Verdict: o1 does the job and does it well!
Challenge 4: solve a sudoku
Immediate: “Solve the following Sudoku and give the final solution in the form of an image.”
Result:
Generated by o1
GPT-4o generates the response as a Matplotlib plot instantly. The response was quick but incorrect.
o1 on the other hand takes some time to think about the solution. You carefully place points in the blank places and then try several iterations, explaining the locations, then also identifying the error in each of your solutions, but in the end, the final result you generate is still not the correct solution. Your response was late, well thought out, but wrong!
Verdict: So for this task, both GPT-4o and o1 failed to give the correct solution, which was:
Challenge 5: Image Generation
Immediate: “Create an image of a dog running near the seashore”
Result:
GPT-4o quickly generates the image of a happy dog jumping along the seashore. Doing the task as we ask quickly and efficiently. Oh and what a cute dog!
o1 currently cannot generate images. Therefore, it simply provides us with a detailed message that we can use to generate an image using an ai image generator. It looks like it's not linked to DALL.E yet!
Verdict: For this challenge, GPT-4o is undefeated.
Conclusion
Without a doubt, o1 outshines GPT-4o in most cases. With its enhanced reasoning and logical thinking capabilities, it excels at understanding complex queries and generating more relevant and accurate responses. It is faster than the o1 preview version and noticeably more concise in its responses.
But is it perfect? Is it AGI? Certainly not. Like any model, o1 has its limitations.

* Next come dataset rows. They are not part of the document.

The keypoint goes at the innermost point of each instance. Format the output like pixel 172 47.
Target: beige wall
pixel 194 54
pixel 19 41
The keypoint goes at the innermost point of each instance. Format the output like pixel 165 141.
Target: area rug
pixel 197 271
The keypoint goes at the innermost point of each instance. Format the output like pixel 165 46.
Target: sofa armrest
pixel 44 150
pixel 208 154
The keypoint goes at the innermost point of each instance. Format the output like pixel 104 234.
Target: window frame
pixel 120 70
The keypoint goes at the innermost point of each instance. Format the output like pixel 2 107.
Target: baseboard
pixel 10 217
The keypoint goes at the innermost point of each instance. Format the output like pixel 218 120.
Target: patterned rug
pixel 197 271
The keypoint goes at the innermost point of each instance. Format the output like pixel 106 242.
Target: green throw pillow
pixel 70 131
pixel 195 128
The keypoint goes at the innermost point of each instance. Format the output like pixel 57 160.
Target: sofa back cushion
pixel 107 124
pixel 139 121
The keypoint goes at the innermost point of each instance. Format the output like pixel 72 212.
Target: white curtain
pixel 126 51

It may generate incorrect answers and may require multiple iterations to reach the desired result.
That said, o1 is an extraordinary tool for researchers, scientists, designers, and even students. His exceptional problem-solving skills, keen attention to detail, and advanced voice capabilities make him a powerful asset. Whether tackling complex tasks or assisting with creative workflows, o1 has immense potential to improve productivity and innovation.
Frequently asked questions
A. o1 is the latest version of the o1 preview model released by OpenAI. This model excels in advanced reasoning, logical thinking, mathematics, and coding-related tasks.
A. CHatGPT pro is the latest OpenAI plan that includes unlimited use of the latest OpenAI models such as o1 pro, o1, GPT-4o, GPT – 4o mini and more. This plan will include enhanced features and capabilities to improve the speed and efficiency of these models.
R. o1 is better than GPT 4o for tasks such as advanced reasoning, mathematics, PhD-level science, and coding. GPT-4o is ideal for everyday tasks that involve generating text and images.
A. Yes, you can use o1 on the ChatGPT Plus plan. But there is a limit to its use in this plan.
A. Yes, o1 is a multimodal LLM. It can process text, image and audio files.